İslam âlimlerinin en büyüklerinden Mahmud-u İncirfagnevi “rahmetullahi aleyh” hazretleri, bir sohbetinde;
- Kardeşlerim, en hassas olacağımız nokta, ölüm ve sonrası içindir, buyurdu. Çünkü orada üçüncü bir yer yoktur. Ya Cennet var, ya da Cehennem.
Sordular:
- O halde ne yapmalıyız efendim?
- Ölüm ve sonrasına hazırlanalım.
- Nasıl hazırlanalım efendim?
- Önce itikadımızı düzeltelim. Ehl-i sünnet üzere imanı olan bir Müslüman, ahirette kurtulacaktır. Sonra farzları yapıp, haramlardan kaçınalım. Bir şey daha var.

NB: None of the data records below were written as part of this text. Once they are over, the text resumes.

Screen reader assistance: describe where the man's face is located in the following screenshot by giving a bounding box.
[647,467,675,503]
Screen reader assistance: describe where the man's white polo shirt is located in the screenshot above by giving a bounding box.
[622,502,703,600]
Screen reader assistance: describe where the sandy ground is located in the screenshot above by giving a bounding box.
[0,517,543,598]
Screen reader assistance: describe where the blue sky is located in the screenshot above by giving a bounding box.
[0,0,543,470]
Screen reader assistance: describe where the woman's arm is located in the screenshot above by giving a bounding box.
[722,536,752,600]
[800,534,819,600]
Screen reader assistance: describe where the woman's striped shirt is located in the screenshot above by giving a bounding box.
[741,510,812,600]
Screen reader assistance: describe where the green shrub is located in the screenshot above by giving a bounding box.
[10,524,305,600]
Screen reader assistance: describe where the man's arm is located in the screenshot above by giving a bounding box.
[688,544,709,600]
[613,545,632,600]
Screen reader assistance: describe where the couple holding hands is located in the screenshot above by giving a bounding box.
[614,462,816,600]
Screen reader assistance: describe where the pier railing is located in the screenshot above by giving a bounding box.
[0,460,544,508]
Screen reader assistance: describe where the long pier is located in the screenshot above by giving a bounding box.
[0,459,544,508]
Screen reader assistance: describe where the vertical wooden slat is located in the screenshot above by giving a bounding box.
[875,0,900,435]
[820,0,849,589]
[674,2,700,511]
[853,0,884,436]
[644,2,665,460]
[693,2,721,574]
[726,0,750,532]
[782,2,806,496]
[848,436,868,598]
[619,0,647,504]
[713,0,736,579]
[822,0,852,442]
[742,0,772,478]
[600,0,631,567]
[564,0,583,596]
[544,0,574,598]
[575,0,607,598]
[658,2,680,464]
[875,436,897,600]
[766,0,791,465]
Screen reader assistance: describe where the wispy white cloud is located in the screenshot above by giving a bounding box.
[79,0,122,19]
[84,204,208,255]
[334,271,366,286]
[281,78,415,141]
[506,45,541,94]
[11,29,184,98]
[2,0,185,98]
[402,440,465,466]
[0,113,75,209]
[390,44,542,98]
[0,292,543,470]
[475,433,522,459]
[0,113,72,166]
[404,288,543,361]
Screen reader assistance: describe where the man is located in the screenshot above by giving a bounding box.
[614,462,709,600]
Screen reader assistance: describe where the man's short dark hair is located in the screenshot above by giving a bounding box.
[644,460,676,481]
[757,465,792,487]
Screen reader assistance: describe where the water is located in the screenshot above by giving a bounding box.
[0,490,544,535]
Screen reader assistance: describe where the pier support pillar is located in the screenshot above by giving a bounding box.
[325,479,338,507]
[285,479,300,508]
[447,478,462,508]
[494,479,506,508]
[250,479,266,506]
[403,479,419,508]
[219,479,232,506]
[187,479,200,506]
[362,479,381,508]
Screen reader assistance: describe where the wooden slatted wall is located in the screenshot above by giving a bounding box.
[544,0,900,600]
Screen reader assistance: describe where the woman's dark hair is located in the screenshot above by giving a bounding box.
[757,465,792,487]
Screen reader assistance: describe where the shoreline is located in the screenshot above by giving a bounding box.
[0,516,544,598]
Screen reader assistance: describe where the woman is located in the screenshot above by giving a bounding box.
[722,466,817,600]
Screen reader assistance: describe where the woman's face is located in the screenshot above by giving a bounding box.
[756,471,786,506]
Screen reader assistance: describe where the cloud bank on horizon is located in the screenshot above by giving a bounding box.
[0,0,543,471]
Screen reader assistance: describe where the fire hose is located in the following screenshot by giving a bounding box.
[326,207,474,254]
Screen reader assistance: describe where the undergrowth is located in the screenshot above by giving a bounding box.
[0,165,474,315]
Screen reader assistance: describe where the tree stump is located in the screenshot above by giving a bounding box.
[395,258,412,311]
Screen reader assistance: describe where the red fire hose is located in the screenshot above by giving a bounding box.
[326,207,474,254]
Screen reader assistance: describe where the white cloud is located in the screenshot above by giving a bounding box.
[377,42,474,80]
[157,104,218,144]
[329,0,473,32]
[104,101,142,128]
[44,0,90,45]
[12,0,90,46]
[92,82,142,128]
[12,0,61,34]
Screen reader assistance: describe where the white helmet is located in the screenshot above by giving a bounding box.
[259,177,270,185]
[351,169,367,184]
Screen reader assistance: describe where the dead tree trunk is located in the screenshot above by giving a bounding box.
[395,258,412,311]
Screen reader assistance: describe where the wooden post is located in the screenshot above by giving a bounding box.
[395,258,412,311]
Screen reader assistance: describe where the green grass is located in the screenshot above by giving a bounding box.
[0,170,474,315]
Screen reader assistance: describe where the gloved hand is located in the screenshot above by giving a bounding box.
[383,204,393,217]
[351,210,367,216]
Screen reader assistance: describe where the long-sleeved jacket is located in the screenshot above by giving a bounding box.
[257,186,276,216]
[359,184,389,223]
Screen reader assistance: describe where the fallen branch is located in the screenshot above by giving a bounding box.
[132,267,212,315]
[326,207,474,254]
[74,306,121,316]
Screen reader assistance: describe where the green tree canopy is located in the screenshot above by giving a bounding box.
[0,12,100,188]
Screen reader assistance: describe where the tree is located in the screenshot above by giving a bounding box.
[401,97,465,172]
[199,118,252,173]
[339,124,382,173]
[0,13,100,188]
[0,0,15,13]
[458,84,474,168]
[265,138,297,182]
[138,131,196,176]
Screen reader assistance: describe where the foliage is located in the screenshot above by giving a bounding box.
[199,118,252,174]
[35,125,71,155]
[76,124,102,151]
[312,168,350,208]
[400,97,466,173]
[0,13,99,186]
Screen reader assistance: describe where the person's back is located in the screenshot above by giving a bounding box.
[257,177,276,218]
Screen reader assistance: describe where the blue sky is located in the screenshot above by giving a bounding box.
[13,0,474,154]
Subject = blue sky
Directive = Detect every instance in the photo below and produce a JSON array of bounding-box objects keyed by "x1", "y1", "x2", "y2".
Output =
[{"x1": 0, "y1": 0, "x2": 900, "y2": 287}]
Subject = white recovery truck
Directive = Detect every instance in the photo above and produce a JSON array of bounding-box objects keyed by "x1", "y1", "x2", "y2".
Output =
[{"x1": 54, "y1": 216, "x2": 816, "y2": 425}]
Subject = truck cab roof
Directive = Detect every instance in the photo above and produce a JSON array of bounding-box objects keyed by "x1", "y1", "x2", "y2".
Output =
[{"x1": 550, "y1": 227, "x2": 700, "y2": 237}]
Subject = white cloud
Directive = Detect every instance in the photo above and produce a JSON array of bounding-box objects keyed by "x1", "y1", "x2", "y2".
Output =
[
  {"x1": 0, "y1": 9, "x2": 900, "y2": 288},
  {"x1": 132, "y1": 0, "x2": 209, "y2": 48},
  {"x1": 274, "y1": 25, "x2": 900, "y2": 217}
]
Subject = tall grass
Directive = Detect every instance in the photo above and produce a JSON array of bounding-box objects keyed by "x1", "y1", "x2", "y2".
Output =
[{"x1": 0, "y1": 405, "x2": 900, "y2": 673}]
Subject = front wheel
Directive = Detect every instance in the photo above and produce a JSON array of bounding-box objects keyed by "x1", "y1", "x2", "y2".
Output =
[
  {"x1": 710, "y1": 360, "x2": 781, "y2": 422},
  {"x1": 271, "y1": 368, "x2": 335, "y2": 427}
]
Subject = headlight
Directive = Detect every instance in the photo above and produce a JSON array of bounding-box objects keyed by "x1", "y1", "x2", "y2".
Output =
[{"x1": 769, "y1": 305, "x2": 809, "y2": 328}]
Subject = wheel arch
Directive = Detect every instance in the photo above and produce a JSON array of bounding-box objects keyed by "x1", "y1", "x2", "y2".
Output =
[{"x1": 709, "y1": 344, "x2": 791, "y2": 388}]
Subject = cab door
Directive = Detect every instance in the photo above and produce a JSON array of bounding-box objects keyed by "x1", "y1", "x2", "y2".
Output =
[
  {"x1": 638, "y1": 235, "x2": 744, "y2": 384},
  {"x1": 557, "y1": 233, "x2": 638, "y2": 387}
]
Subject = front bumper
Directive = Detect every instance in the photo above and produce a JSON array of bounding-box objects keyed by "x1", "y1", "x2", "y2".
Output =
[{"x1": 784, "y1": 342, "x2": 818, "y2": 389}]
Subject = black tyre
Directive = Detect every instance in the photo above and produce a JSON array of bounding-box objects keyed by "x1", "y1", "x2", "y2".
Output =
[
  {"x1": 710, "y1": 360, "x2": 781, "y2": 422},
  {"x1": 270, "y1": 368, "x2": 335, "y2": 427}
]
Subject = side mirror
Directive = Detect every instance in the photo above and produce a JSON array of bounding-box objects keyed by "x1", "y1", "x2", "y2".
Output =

- O nedir efendim? dediler.
- Amellerimizi ihlas ile yapalım. İhlas, Allah emrettiği için, O beğensin diye yapmaktır, kullar beğensin diye değil.
Hak söze Peki deyin!
Bir gün de sohbetinde;
- Kardeşlerim, hak söze Peki demek çok mühimdir, buyurdu. Ehl-i sünnet âlimlerinin sözlerine hemen inanmak lazımdır.
Ve ekledi:
- Bu Peki demenin tasavvuftaki tarifi, teneşir tahtasındaki ölü gibi olmaktır. Çevrilince döner, bırakılınca durur. Hiç bir itiraz ve müdahalesi yoktur. Tam teslim olmuştur.
Ve misal gösterdi:
- Yeryüzünde gerçek anlamda Peki diyen Ebu Bekr-i Sıddîk hazretleridir.
Sonra şunu anlattı:
Miraca inanmayan Mekkeli müşrikler, O akıllı adamdır diye gidip, kapısını çalarak;
- “Senin efendin, bir gecede Kudüs’e gidip geldiğini söylüyor” dediler.
O, hiç tereddüt etmeden;
- Eğer o söylediyse, doğrudur, deyip, kapıyı kapattı. Hiç aklına, ilmine danışmadı. Bir an tereddüt etmeden Peki dedi. İşte gerçek Peki budur ve bu teslimiyeti ile sıddîklık makamına yükselmiştir.
Ve özetledi:
- Onun için Peki derken, gerçek anlamını düşünmeli, öyle Peki demelidir. Peki kelimesinin değeri, söyleyenin ihlası kadardır.